Cheshire Fire & Rescue Service has spent millions of pounds on new fire stations but with fewer firefighters available and slower attendance times adding up to a ‘worse’ service.

That’s the view of West Cheshire Trades Union Council in response to the Integrated Risk Management Plan 2017/18 consultation.

The fire service argues the plan is about improving public safety, reducing the number of emergency incidents and saving lives.

But TUC vice chairman Ray McHale said: “It seems to us that the CF & RS have been willing to spend millions in capital development – largely funded by the government – in order to make our service worse. We do not consider this a good use of public money.

West Cheshire TUC vice chairman Ray McHale

“The thrust of all these developments has been to both reduce the number of firefighters attending incidents and to increase the time taken for them to arrive.”
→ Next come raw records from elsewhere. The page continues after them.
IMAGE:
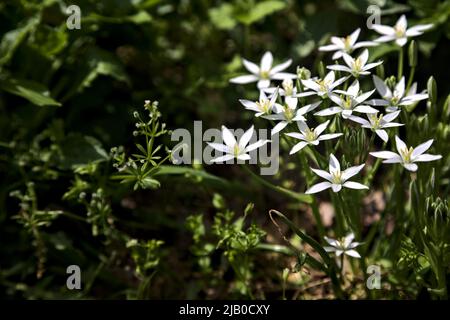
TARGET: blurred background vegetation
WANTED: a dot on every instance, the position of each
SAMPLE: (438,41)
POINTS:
(67,97)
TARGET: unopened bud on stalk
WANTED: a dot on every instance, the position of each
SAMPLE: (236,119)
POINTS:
(321,70)
(303,73)
(446,109)
(380,71)
(412,54)
(432,90)
(391,81)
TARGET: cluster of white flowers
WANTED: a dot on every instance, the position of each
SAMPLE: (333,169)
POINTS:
(286,105)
Mr McHale explained: “More specifically it is the attendance time for a second fire engine that has been increased. As the Fire Brigades Union point out, the attendance of eight or nine firefighters on scene can be vital to certain rescue scenarios – usually the most life-threatening.”

He said delays in the arrival of the vital second pump in a life-threatening scenario could put firefighters ‘under intense personal pressure’ at the scene.
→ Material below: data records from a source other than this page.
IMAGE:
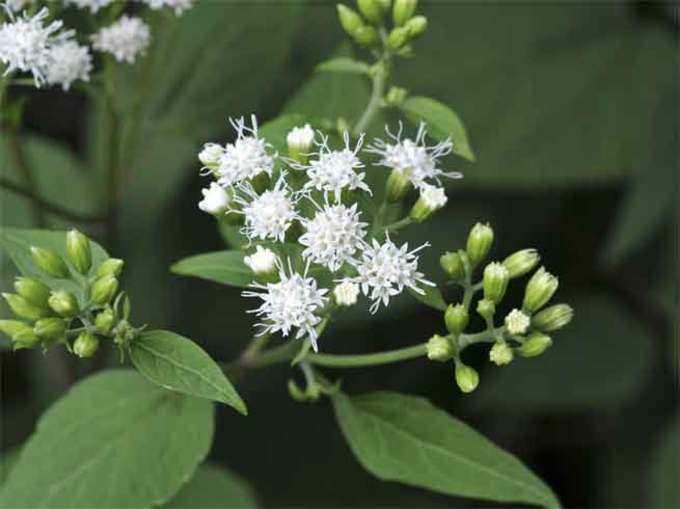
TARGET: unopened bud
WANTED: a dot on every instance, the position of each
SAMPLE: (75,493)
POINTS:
(63,303)
(49,262)
(103,290)
(479,242)
(79,251)
(539,290)
(535,345)
(495,282)
(552,318)
(521,262)
(85,345)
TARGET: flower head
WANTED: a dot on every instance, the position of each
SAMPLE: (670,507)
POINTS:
(125,39)
(413,158)
(292,303)
(333,236)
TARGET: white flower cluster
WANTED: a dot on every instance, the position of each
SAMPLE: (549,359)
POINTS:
(303,214)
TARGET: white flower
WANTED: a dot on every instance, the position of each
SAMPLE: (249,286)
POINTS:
(125,39)
(215,199)
(346,293)
(334,170)
(413,158)
(262,261)
(385,270)
(517,322)
(269,215)
(247,157)
(292,303)
(333,236)
(69,62)
(26,43)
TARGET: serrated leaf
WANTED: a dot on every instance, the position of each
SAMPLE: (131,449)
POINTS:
(114,441)
(177,363)
(225,267)
(442,123)
(406,439)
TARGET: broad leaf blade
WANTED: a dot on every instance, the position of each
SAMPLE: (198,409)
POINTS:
(177,363)
(406,439)
(114,440)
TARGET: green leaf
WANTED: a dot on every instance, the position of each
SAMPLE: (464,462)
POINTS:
(442,123)
(214,487)
(177,363)
(343,65)
(406,439)
(225,267)
(114,440)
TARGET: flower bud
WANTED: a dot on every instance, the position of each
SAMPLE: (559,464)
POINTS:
(452,264)
(466,378)
(111,266)
(479,242)
(33,291)
(85,345)
(49,262)
(439,349)
(432,198)
(79,251)
(50,328)
(521,262)
(403,10)
(103,290)
(552,318)
(539,290)
(63,303)
(456,318)
(501,354)
(104,321)
(535,345)
(495,282)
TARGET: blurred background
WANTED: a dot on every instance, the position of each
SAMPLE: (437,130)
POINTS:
(572,111)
And the retired Unison official suggested the opening of new stations like the one at Powey Lane, Mollington, was ‘not designed to improve the service but to facilitate cuts to the service’.

That’s because it will result in a reduction in the number of full time fire engines covering Chester and Ellesmere Port from four to three.
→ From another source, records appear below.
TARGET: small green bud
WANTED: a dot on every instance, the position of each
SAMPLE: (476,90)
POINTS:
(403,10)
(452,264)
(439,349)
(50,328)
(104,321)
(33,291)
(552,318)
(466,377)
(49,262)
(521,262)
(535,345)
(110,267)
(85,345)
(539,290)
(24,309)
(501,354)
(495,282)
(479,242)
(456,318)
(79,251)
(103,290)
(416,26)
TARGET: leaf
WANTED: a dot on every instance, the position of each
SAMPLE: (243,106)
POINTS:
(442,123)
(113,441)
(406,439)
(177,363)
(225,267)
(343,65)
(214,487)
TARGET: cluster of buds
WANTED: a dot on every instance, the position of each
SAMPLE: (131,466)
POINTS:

In future, Chester and Ellesmere Port stations will have just one full-time engine each instead of two now, with a back-up pump at the new station covering both areas.

Chester Fire Station will be reduced to a one pump station.

Mr McHale continued: “Basically the impact of these cuts will be shown in the increased attendance time for the second fire engine – as these new stations provide that back-up over a wider geographical area. The fact that the CF&RS does not publish figures for the attendance time of second and subsequent engines can only be viewed as intended to hide the real impact of these cuts – particularly the cuts in full-time firefighters.”

West Cheshire TUC is also concerned at the increasing reliance on part-time ‘on call’ firefighters and called for a serious analysis of the effectiveness of this strategy.

“Again, this move toward the increasing use of on call firefighters is fundamental to the changes being pursued by the service – and should be subject to a full and transparent cost benefit analysis – specifically addressing the impact upon the attendance time of second engines – before more permanent posts are cut,” concluded Mr McHale.

A spokesperson for Cheshire Fire and Rescue Service said: “All the feedback received during our IRMP consultation, including that submitted by the Fire Brigades Union (FBU) and the West Cheshire TUC, will be reviewed in detail prior to the final decision by the fire authority at a public meeting in February. In addition, FBU representatives have also been invited to the authority’s January planning day to discuss their response in more detail.”